Monday, April 6, 2015

Everything's comin up peropsin

(Or maybe coming up RGR). My research activities on opsin have lately led me to peropsin and RGR. These are opsins in the RGR/Go superfamily (a la Plachetzki et al 2007) [Note Porter et al 2012 named this superfamily Group IV, but I don't like that name as much because it is not clear there are actually four superfamily groups].

Below is a report I sent to the first author of a paper that just came out. The paper is here:
Battelle, B., Kempler, K., Saraf, S., Marten, C., Dugger, D., Speiser, D., & Oakley, T. (2014). Opsins in Limulus eyes: characterization of three visible light-sensitive opsins unique to and co-expressed in median eye photoreceptors and a peropsin/RGR that is expressed in all eyes Journal of Experimental Biology, 218 (3), 466-479 DOI: 10.1242/jeb.116087

I've taken to writing reports for collaborations, as it focuses me to get done the work, and to share it with collaborators in a way where they can easily extract information for the publication. Below is such a report that I created for the above-cited paper:

Limulus Peropsin-like gene phylogeny report

In 1997, (Sun et al. 1997) reported a new opsin, found in cDNA libraries of human eyes, and shown by immunohistochemistry to be expressed in Retinal Pigment Epithelium. Another name for peropsin is RRH (retinal pigment epithelium-derived rhodopsin homologue). The most closely related gene to peropsin in the human genome is RGR (RPE−retinal G protein−coupled receptor), first discovered in 1993 (Jiang, Pandey, and Fong 1993). Based on mouse knockout experiments, RGR is a photoisomerase involved in the generation of 11-cis-retinal (Chen et al. 2001). Both of these vertebrate genes belong to a large clade of opsins called “RGR/Go” (Plachetzki, Degnan, and Oakley 2007; Feuda et al. 2012) or “Group-IV” opsins (Porter et al. 2012).

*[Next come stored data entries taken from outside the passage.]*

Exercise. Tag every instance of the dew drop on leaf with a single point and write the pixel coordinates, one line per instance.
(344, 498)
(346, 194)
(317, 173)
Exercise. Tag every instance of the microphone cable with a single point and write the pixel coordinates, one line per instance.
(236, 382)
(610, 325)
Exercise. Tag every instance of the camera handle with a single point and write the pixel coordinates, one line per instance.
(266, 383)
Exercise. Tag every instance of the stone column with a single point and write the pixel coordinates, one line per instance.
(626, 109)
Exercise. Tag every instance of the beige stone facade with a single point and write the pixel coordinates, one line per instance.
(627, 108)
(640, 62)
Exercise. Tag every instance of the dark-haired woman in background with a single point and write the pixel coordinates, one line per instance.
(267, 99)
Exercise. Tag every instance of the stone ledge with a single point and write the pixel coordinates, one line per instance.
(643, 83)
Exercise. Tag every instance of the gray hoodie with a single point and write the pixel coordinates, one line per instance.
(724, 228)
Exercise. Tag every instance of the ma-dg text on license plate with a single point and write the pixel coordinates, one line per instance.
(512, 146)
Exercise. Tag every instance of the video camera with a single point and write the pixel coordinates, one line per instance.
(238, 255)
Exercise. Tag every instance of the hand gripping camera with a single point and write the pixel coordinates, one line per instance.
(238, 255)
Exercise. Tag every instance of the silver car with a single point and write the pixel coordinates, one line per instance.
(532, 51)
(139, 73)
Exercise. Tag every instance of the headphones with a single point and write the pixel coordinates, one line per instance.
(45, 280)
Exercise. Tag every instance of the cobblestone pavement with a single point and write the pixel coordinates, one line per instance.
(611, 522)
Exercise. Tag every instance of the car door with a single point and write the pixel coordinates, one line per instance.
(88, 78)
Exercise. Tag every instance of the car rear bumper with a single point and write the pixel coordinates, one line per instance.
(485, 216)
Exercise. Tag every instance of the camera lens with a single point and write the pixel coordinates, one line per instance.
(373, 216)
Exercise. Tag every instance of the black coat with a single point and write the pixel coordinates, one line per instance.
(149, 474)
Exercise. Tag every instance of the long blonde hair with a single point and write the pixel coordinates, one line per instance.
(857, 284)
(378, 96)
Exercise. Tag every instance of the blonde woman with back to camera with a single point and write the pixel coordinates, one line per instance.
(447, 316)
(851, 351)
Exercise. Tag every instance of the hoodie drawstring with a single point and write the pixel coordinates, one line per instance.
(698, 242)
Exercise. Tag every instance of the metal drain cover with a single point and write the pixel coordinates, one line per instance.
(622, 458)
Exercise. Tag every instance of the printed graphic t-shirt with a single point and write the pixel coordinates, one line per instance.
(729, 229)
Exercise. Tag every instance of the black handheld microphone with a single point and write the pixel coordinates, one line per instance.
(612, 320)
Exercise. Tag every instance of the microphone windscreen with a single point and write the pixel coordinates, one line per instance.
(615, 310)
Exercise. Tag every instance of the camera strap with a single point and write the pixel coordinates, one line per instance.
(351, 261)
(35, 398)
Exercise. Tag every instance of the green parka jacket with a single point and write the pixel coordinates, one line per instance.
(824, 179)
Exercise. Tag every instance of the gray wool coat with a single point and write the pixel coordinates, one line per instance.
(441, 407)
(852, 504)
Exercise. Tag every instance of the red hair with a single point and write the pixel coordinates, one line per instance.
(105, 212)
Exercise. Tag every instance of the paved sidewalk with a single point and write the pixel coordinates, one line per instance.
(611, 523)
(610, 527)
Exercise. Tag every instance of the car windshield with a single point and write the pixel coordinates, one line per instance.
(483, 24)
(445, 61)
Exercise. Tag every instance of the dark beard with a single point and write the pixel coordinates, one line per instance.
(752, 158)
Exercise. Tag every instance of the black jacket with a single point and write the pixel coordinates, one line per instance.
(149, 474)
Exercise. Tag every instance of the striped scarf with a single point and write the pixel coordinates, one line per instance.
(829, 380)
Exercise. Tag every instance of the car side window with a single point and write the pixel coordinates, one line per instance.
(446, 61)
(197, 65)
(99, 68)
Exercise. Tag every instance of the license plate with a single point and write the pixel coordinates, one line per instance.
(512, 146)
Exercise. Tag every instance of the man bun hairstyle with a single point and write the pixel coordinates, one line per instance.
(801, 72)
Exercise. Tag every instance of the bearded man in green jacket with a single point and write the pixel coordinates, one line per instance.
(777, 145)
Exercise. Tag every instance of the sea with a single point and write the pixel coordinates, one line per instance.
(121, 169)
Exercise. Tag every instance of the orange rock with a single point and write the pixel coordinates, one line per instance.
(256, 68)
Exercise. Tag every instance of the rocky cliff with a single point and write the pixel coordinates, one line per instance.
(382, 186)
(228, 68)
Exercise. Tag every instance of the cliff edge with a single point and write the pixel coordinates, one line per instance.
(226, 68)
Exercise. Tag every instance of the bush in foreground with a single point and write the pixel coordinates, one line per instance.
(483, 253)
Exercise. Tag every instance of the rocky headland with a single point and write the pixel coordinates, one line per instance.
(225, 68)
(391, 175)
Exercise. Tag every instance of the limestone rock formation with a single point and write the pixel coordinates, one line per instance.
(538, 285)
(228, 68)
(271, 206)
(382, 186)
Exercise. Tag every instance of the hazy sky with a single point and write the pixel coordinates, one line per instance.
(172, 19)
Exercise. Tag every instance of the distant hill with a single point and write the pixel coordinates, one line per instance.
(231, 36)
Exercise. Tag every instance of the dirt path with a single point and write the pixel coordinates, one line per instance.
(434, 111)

Nagata et al (2010) claimed to find the first peropsin from a protostome, a jumping spider, Hasarius adansoni. However, their phylogenetic analysis showed only weak support (77%) for the spider gene as the sister to peropsins and was based on overly simplistic phylogenetic techniques (neighbor-joining based on an unspecified distance model). Eriksson et al (2013) discovered a gene from the spider Cupiennius salei that is very similar to the jumping spider gene. While their phylogenetic analysis shows good support for these spider genes in the Group IV clade (1.0 posterior probability in Bayesian Inference), their placement with peropsin is again tenuous (0.62). Hering and Mayer (2014) reported a third chelicerate peropsin-like gene from the genome of the spider mite Tetranychus urticae. The three chelicerate genes form a well-supported clade within Group IV opsins, but their phylogenetic position was again uncertain with respect to peropsin and RGR. In some analysis of Hering and Mayer (2014), the chelicerate genes are weakly supported as sister to all other RGR and peropsin genes and in one analysis they are weakly supported as sister to RGR.

I conducted phylogenetic analyses on 30 opsin sequences, including our putative Limulus peropsin/RGR-like gene, 27 genes of the RGR/peropsin (=RPE/peropsin) clade of Hering and Mayer (2014), plus two outgroup opsins with solved crystal structures (Bos taurus c-opsin (Palczewski et al. 2000) and Todarodes r-opsin (Murakami and Kouyama 2008)). I conducted all phylogenetic analyses using the Osiris phylogenetics package (Oakley et al. 2014) within Galaxy (Blankenberg et al. 2005). I first aligned all 30 sequences using MUSCLE (Edgar 2004). I next used RAxML version 7.4 (Stamatakis 2006), assuming a GTR+G model to search for the Maximum Likelihood phylogeny, and conducted 100 bootstrap pseudoreplications to gauge node stability.


The new Limulus peropsin/RGR-like gene forms a clade with the three “peropsins” previously described from chelicerates (100%), and is sister to the two spider “peropsins” (93%). The relationships within chelicerates are not consistent with taxonomy, which would predict that Limulus, as the only non-arachnid, should fall as the sister gene to the other three chelicerate genes. Our results are similar to previous analyses that cannot confidently place the chelicerate genes in a specific position between RGR and peropsin.

We found a gene in Limulus that is very similar to other chelicerate genes known in the literature as protostome “peropsins”. However, a careful examination of previous studes, and our own results, indicate that the chelicerate genes may orthologs of peropsins or RGR genes, or that vertebrate RGR and peropsins are in paralogs compared to the chelicerate genes. The inability of phylogenetic analyses to unequivocally place the chelicerate genes could be caused by sparse sampling of invertebrate genomes. In addition, many of the peropsin/RGR sequences found in invertebrate full genome sequences have not been experimentally verified, nor has function been demonstrated for them. Clearly, there is much to learn about this clade of opsins.